I can’t help but laugh at this article, which takes the position that Taming of the Shrew is conclusive evidence for Shakespeare’s personal hatred of all women. This one play, out of some 38 or so, proves beyond a shadow of a doubt that Shakespeare’s goal in life was subjugation and inhuman treatment of women. After all, aren’t all his women examples of this? Lady Macbeth, Gertrude. There, that must prove it.

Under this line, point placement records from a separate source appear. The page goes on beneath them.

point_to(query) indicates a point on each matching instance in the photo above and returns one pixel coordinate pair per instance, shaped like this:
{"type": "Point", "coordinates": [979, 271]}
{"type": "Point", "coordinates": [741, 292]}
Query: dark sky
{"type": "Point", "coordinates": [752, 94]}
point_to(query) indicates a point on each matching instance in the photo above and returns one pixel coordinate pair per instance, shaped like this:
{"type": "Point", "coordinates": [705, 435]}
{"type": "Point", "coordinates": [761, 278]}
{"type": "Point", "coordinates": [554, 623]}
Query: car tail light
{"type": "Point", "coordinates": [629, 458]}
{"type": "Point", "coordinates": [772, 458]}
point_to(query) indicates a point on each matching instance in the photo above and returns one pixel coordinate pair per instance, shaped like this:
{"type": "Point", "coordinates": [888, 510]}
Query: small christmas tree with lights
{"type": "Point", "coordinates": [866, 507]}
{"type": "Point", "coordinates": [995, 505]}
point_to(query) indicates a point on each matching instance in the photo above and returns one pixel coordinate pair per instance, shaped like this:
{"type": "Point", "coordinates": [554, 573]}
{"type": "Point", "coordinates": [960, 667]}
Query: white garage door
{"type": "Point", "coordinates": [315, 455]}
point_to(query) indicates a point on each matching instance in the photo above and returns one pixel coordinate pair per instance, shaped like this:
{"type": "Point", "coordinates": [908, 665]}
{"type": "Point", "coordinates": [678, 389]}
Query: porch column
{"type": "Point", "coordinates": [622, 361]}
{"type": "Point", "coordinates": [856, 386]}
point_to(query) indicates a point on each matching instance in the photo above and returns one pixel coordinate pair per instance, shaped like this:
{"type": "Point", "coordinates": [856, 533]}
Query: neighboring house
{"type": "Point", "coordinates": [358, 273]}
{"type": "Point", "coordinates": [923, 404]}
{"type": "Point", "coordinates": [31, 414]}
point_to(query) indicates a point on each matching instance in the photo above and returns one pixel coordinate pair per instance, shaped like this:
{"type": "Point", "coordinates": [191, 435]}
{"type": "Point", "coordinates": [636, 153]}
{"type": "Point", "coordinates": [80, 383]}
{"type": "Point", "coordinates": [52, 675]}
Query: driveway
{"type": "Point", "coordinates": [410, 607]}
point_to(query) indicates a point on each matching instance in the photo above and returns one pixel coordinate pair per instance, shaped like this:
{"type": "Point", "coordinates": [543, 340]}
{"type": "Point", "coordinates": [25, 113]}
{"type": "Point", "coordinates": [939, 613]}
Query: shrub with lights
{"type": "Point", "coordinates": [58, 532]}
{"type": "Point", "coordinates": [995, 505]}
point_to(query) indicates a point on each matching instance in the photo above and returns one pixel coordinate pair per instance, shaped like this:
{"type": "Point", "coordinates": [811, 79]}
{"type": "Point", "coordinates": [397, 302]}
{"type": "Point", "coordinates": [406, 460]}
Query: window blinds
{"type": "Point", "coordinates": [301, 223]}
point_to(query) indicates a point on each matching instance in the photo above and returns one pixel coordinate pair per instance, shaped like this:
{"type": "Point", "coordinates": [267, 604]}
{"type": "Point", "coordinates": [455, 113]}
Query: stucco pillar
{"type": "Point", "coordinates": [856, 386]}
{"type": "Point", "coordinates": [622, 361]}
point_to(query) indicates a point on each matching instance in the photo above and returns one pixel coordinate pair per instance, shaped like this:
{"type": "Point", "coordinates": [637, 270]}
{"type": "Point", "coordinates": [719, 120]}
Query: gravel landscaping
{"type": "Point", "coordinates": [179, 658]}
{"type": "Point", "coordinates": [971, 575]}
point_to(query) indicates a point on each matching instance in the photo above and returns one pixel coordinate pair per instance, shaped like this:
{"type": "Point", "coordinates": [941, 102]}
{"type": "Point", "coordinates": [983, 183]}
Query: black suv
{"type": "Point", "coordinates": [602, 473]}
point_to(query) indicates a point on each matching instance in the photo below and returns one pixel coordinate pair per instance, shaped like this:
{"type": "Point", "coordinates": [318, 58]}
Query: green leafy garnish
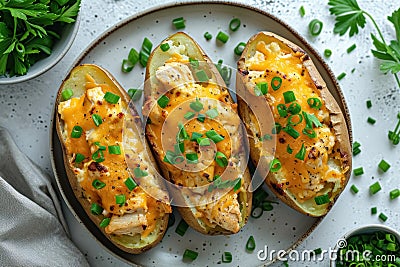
{"type": "Point", "coordinates": [29, 29]}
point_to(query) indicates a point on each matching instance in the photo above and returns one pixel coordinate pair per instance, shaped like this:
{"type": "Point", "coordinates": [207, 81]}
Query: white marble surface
{"type": "Point", "coordinates": [25, 109]}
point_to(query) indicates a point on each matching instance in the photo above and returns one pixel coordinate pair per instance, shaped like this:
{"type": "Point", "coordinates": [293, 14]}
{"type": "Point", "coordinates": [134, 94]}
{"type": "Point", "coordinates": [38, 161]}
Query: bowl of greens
{"type": "Point", "coordinates": [34, 36]}
{"type": "Point", "coordinates": [369, 245]}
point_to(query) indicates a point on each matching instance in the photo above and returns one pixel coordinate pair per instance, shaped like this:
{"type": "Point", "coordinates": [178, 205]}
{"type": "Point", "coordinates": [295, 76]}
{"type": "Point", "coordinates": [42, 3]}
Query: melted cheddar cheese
{"type": "Point", "coordinates": [140, 212]}
{"type": "Point", "coordinates": [319, 172]}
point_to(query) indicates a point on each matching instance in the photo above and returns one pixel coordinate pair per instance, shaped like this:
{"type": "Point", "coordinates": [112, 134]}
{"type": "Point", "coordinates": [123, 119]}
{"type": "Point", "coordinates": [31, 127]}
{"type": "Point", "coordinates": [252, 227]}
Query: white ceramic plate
{"type": "Point", "coordinates": [282, 228]}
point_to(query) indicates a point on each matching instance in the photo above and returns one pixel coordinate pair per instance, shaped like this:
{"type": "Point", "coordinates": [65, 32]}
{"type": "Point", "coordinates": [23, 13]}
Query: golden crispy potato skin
{"type": "Point", "coordinates": [155, 87]}
{"type": "Point", "coordinates": [299, 181]}
{"type": "Point", "coordinates": [80, 80]}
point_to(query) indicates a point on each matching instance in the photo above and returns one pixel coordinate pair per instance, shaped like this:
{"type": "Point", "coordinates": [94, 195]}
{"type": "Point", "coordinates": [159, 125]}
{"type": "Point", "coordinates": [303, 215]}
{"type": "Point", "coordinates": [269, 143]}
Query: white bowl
{"type": "Point", "coordinates": [60, 48]}
{"type": "Point", "coordinates": [366, 229]}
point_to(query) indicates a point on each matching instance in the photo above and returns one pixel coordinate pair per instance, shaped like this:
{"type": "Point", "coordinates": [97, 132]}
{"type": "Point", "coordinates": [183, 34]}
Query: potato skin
{"type": "Point", "coordinates": [337, 119]}
{"type": "Point", "coordinates": [156, 60]}
{"type": "Point", "coordinates": [75, 81]}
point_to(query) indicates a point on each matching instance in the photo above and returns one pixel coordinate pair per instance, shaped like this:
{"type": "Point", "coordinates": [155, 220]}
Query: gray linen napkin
{"type": "Point", "coordinates": [31, 222]}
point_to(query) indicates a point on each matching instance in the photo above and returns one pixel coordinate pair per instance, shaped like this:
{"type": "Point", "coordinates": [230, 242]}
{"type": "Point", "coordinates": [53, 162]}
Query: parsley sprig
{"type": "Point", "coordinates": [29, 29]}
{"type": "Point", "coordinates": [350, 17]}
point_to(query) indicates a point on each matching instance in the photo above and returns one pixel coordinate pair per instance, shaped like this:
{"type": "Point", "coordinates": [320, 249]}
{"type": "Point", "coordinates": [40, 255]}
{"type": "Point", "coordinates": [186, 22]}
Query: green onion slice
{"type": "Point", "coordinates": [111, 98]}
{"type": "Point", "coordinates": [234, 24]}
{"type": "Point", "coordinates": [315, 27]}
{"type": "Point", "coordinates": [76, 131]}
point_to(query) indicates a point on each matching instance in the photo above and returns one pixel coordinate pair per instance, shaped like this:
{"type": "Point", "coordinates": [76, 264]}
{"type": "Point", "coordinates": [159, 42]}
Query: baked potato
{"type": "Point", "coordinates": [109, 168]}
{"type": "Point", "coordinates": [309, 162]}
{"type": "Point", "coordinates": [197, 137]}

I really want to leave a comment but I can’t decide whether it would be worth it. The icing on the cake is when the author invokes the ghost of fictional Anne Wetly, arguing that Shakespeare clearly loved her but was stuck marrying Anne Hathaway instead, and thus forever had a hatred of women that he vented in his plays. Which would be a valid point, except for that whole “she didn’t really exist” thing.
Personally I don’t love Shrew. It’s little more than slapstick to me. I really have no interest in debating the “wink” moment in the final scene, and what it really means. But I don’t know how you meaningfully write a piece that on the one hand points to Katherine as a poor weak creature cowering under her husband’s hand, while at the same time using Lady Macbeth as an example of the same point? Lady M clearly wears the pants in her family. Apparently the author’s point is that Shakespeare thinks that men want to … dominate women, be dominated by them, or, re: Gertrude, marry them. Yes, that makes a very consistent and logical point? I suppose perhaps we could take all the girls who dress up as boys and use that as evidence that Shakespeare was into transgender, too? And all the ones that kill themselves as evidence that Shakespeare wants all women dead?
It’ll make you laugh, if it doesn’t make you tear your hair out. Articles like this make you realize where the stereotype of feminists as man-haters comes from.